Evidence of meeting #128 for Public Safety and National Security in the 42nd Parliament, 1st Session. (The original version is on Parliament’s site, as are the minutes.) The winning word was training.

A recording is available from Parliament.

On the agenda

MPs speaking

Also speaking

Bruno Gendron  Ottawa Police Service
Jocelyn Grondin  Chief Executive Officer, Urgence Bois-Francs Inc.
Shawn McLaren  Chief Learning Officer, National Office, St. John Ambulance Canada
Andrew Stanzel  Council Commissioner, Federal District, St. John Ambulance Canada
Philip Girouard  President, Urgence Bois-Francs Inc.
Scott Reid  Lanark—Frontenac—Kingston, CPC
Jamie Solesme  Director, Policy and Programs, Contract and Aboriginal Policing, Royal Canadian Mounted Police
Nathalie Guilbault  Director, Materiel and Moveable Assets Program, Royal Canadian Mounted Police
Bruce Christianson  Director, Occupational Safety Policy and Program, Royal Canadian Mounted Police
Ruby Sahota  Brampton North, Lib.

4:15 p.m.

President, Urgence Bois-Francs Inc.

Philip Girouard

You mentioned manufacturing AEDs, but it is not as simple as what we think. An AED is more than a bunch of batteries, a wire and a button. A monitor is linked to the device, which reads the arrhythmia or the heart's electrical impulses. It is a very complicated process.

4:15 p.m.

Liberal

Sven Spengemann Liberal Mississauga—Lakeshore, ON

Probably established technologies elsewhere most likely are the answer.

4:15 p.m.

President, Urgence Bois-Francs Inc.

4:15 p.m.

Chief Executive Officer, Urgence Bois-Francs Inc.

Jocelyn Grondin

You should also know that there is no learning curve for manufacturing these devices. The first AED off the production line must be of the best quality. Before embarking on such a venture, we must be sure of what we are doing. When you are about to push a button to resuscitate someone, you do not want to hear that there is a bug in the program, or that it is the first device off the production line and that the next ones will work better.

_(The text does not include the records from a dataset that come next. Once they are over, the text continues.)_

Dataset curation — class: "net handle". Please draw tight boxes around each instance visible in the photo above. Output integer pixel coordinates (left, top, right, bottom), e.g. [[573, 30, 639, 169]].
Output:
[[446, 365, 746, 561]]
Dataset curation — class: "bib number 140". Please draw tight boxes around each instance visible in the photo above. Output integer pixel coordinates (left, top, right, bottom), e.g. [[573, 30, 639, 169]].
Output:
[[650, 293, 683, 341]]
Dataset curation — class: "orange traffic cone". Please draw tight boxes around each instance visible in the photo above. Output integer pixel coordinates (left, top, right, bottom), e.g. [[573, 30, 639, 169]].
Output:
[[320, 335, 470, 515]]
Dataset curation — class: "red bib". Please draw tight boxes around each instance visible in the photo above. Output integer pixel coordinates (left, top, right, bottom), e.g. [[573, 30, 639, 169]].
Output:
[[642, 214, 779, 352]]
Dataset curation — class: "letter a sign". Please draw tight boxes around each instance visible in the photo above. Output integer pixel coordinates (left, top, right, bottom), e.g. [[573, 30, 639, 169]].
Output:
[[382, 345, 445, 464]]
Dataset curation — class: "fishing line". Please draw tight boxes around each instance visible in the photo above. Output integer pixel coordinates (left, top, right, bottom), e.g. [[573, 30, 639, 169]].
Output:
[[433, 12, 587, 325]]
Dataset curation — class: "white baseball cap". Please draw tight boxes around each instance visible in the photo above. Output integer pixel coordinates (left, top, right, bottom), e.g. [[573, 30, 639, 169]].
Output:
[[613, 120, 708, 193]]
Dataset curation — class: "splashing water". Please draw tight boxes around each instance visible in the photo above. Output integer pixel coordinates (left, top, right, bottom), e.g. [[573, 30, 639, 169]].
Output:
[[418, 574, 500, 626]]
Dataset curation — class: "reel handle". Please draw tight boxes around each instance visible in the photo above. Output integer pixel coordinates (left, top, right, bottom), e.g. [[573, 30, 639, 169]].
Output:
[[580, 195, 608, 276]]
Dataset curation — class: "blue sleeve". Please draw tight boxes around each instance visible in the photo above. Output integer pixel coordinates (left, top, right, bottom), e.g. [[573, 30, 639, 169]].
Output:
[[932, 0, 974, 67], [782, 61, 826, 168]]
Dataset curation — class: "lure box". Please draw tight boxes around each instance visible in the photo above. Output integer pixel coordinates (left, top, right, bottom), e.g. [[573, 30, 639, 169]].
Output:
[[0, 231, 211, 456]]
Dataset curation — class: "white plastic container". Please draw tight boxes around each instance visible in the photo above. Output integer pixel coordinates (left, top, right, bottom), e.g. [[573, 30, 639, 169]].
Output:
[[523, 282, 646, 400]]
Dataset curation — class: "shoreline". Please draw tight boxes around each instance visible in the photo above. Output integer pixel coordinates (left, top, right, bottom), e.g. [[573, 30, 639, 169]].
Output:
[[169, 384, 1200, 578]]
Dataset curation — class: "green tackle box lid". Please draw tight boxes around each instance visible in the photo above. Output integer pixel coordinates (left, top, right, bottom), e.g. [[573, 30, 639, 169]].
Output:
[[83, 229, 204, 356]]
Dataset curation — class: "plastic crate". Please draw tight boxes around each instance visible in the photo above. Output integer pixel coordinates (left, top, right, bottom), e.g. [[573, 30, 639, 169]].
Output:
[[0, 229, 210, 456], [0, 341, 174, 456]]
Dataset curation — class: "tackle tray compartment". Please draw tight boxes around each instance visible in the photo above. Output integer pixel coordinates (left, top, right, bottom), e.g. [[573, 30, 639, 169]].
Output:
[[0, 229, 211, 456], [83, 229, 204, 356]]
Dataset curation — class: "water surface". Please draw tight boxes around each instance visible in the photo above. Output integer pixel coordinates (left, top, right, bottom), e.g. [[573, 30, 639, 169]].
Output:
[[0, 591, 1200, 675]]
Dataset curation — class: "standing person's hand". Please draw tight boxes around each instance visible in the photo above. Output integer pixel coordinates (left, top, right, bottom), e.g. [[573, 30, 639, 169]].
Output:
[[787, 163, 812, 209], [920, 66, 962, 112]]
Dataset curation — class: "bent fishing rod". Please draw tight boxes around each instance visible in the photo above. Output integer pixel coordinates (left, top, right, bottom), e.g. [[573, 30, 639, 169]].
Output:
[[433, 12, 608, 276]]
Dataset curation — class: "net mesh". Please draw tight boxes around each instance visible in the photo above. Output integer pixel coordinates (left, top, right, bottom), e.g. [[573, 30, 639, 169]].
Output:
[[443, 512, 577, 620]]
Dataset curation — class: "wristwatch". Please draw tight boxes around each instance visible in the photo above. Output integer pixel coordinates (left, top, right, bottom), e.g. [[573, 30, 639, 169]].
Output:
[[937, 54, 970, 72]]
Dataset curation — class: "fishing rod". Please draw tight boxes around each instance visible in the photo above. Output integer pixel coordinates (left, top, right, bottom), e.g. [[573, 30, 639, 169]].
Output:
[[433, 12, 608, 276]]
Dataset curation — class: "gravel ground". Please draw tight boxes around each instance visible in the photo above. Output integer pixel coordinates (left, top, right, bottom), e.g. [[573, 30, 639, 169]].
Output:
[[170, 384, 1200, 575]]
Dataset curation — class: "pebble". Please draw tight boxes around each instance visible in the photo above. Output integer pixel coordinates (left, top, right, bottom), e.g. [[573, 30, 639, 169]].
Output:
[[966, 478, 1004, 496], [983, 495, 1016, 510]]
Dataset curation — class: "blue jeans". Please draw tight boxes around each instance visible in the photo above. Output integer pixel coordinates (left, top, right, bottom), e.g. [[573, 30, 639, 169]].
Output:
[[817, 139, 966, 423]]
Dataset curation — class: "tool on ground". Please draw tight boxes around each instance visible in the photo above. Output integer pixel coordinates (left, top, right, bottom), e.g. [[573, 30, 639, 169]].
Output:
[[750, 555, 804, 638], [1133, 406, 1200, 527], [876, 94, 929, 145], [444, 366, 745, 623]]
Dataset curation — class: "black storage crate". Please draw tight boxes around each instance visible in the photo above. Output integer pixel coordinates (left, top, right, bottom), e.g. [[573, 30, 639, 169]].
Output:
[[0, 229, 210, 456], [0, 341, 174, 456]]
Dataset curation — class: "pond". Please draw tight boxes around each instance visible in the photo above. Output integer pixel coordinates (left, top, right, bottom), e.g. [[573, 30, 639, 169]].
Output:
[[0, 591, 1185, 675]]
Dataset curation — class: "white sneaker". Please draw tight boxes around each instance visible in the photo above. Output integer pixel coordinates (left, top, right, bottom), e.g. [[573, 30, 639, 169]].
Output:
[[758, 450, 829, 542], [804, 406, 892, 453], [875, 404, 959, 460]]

I think it would be risky to get into the manufacturing of defibrillators. Instead, I think we should turn to a Canadian company that already manufactures them.

4:15 p.m.

Liberal

Sven Spengemann Liberal Mississauga—Lakeshore, ON

I have a final question on training. If we're thinking forward and we say more people need to be trained, what's the minimum age of somebody to be able to understand this technology and handle it?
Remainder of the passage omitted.